Barry Zito won the 2002 American League Cy Young Award while playing his home games just across the bay in Oakland. During his seven years with the Athletics, the left-hander was selected to the All-Star game three times. Following his 16 win season in 2006, Barry Zito signed with the San Francisco Giants on the largest contract ever for a pitcher at that time; 7 years, $126 million.
Oakland teammate Mark Ellis said,
"If I was a team going to give money to someone, it would be to him. I don't see anything wrong with Barry getting that much. Give money to someone who's going to go out there every fifth day."
For the first several years of his monster contract, many Giants fans would agree that Zito’s durability was the only thing they could count on from start to start. In fact since joining the Giants, he has made at least 32 starts every season except for 2011.
Zito has been amongst the league leaders in losses every year since crossing the bay in 2007, while never attaining an ERA under four. He has seemingly lost arm strength every year, typically topping out around 84 or 85 MPH.
After making only nine starts in 2011 due to lower body injuries, Zito experienced his best season as a Giant in 2012.
Zito displayed much greater command with all his pitches, resulting in his lowest walks percentage since 2004. Also an improved offense may have given him confidence, as he recorded a 15-8 record with the same earned run average that got him a 9-14 mark two seasons earlier.
The biggest difference in Zito was how he fared in the playoffs. After being left off the active roster in 2010's magical run, Zito not only became a starter in 2012, but a valued one at that.
After getting knocked around by Cincinnati in the Division Series, Zito had the game of his Giants career during Game 5 of the NLCS. The Giants trailed the Cardinals three games to one and would have to win in St. Louis to get the series back to San Francisco. His 7 2/3 shutout innings against one of the most feared lineups in the National League propelled the team to rattle off three consecutive wins and head to the World Series for the second time in three years.
During an interview with Tim Keown from ESPN, Zito talked about his start:
"I think it was holding myself accountable on a moment by moment basis, asking myself, 'Am I giving everything in the tank right now?' The odds were against us and me personally, and so my main focus was simple: I didn't want to ask the question, 'What if I'd done my best?' I think that was the whole premise to that game in St. Louis. I ended up having an uncanny ability to not let anything else affect me."

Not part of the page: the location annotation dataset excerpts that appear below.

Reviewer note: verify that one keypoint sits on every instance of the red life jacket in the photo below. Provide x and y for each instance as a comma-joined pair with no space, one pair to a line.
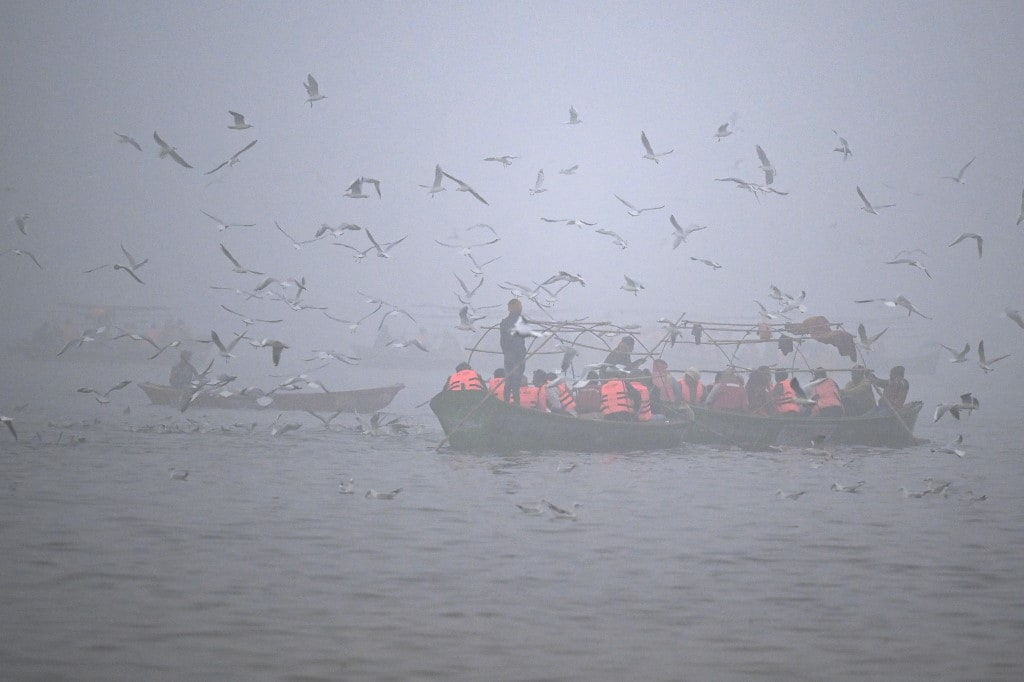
534,396
614,399
784,398
645,414
826,395
466,380
729,396
691,399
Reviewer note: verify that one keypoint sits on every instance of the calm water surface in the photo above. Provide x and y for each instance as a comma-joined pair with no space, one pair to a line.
681,565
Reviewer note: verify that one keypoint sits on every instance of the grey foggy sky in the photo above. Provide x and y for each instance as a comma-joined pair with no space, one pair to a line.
916,89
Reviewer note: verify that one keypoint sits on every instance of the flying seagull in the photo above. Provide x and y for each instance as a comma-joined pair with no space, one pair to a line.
539,185
958,178
633,210
648,151
312,90
681,233
868,207
969,236
168,151
128,139
240,121
235,158
765,165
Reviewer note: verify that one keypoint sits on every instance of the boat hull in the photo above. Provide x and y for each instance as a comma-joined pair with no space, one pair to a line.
361,400
883,430
477,421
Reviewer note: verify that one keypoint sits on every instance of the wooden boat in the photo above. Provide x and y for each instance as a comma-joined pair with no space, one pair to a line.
478,421
890,429
363,400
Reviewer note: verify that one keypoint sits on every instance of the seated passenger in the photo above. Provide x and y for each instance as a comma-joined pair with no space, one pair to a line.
784,394
824,392
727,393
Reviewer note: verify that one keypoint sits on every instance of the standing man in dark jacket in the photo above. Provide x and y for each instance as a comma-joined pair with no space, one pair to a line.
514,350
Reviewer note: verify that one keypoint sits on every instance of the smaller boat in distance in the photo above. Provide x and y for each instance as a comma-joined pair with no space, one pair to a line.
478,421
364,400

Zito took the mound during Game 1 of the World Series, facing off against the 2011 MVP and Cy Young Award winner, Justin Verlander. Zito was merely considered an afterthought, and many baseball analysts chose the Tigers to win the World Series largely because of this match-up.
Here's what some ESPN experts had to say:
"Led by Justin Verlander, the Tigers' rotation will rule the World Series and put an end to the Giants' incredible run of success in October."

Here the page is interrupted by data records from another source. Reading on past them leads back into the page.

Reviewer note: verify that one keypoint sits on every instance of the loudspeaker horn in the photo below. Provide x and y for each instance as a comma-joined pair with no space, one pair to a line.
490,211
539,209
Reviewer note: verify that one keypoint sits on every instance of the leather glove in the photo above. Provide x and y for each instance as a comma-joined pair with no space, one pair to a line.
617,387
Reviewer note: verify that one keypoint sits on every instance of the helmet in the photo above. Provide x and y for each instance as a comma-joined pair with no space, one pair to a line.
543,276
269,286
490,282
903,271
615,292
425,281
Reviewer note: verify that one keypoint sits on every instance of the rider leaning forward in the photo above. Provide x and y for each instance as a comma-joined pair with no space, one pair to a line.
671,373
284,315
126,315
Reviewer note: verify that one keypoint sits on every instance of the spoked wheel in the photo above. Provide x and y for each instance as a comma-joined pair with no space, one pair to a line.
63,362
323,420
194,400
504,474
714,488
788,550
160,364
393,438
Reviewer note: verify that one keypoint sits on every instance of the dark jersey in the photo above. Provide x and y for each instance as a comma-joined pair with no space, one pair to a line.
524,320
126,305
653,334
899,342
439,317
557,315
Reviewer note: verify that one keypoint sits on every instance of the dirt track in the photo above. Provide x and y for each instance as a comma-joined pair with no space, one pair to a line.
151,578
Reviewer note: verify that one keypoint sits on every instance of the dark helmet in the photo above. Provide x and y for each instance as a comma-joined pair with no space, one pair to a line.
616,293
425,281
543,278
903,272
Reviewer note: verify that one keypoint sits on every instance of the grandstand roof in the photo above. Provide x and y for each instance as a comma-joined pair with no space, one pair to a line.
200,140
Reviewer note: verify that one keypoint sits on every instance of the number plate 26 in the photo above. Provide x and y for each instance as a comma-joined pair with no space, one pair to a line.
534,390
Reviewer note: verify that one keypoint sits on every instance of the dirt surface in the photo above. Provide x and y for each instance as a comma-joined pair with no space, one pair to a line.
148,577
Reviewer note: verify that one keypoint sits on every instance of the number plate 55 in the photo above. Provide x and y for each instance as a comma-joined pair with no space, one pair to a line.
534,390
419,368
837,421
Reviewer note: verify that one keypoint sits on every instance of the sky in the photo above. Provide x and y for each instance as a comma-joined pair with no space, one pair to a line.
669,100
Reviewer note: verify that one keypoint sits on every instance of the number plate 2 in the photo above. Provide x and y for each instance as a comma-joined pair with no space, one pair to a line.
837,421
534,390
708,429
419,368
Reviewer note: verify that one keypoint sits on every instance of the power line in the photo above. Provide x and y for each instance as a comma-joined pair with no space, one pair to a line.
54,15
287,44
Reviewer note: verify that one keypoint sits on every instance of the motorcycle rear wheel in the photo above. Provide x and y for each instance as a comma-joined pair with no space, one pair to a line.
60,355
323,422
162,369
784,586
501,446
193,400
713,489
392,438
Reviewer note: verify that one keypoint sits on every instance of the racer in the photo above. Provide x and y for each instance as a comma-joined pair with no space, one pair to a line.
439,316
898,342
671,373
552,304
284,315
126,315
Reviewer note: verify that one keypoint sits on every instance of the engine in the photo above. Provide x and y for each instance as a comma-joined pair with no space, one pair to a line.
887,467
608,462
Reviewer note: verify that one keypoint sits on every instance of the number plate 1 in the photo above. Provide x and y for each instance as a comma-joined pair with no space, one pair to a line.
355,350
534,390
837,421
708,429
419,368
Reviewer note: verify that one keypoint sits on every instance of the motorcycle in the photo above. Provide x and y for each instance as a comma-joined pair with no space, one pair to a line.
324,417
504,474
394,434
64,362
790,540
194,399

"The Giants can't match up with the Tigers' dominant starting pitching."
"In the end, the dominance of Detroit's starting pitching is likely too much for the Giants to overcome."
"They have their pitching lined up, while the Giants are going to have to mix and match, and might get only one start from Matt Cain."

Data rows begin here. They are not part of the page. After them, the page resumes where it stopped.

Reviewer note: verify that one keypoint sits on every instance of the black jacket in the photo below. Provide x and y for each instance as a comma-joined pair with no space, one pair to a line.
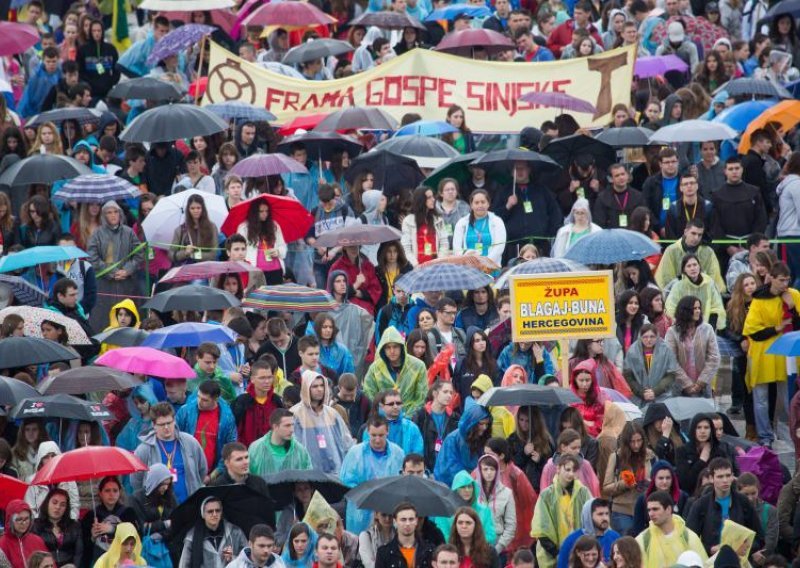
705,519
389,555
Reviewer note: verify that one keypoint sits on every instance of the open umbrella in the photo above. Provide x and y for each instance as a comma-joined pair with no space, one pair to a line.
358,118
357,235
610,246
282,485
439,277
316,49
13,391
43,169
34,317
192,297
564,150
97,188
290,215
146,361
204,270
146,88
18,352
393,173
430,498
289,297
122,336
693,131
170,212
25,293
62,406
171,122
189,334
88,379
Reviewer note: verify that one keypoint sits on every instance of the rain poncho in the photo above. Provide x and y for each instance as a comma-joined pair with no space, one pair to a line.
463,479
410,379
361,464
111,559
323,433
557,514
455,454
264,460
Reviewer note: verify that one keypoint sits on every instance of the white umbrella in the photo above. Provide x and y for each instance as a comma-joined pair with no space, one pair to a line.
170,212
693,131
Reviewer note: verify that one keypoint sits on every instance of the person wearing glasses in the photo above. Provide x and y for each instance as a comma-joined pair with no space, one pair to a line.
179,451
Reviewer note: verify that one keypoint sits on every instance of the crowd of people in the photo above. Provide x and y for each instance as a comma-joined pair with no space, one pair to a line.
388,382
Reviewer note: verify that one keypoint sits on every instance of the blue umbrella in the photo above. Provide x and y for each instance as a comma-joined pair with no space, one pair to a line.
39,255
97,188
237,110
740,116
426,128
454,11
610,246
178,40
189,335
438,277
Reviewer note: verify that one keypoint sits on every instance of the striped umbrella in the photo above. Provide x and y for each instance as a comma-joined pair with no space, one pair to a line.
97,188
439,277
292,297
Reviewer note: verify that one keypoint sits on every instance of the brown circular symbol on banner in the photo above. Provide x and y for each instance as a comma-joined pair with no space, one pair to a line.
234,83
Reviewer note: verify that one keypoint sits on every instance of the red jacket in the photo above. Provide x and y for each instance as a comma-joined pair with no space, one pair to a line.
561,37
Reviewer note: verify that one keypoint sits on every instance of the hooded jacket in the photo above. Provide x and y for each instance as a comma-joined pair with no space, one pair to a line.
455,454
409,378
19,547
322,432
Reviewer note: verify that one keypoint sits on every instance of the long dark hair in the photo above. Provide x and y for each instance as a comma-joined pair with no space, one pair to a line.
684,316
256,230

"Justin Verlander versus Barry Zito, twice."
Zito would drive in as many runs, one, as he would allow in 5 2/3 innings. His performance shook the baseball world, and helped bring San Francisco it's second Commissioner's Trophy.
Barry Zito hopes to use 2012 as a springboard for 2013, and he is working hard in Spring Training to fix any mechanical flaws. His early success this spring as been apparent to manager Bruce Bochy.
Only time will tell which Zito shows up when he takes the ball during the Giants' home opener on April 5.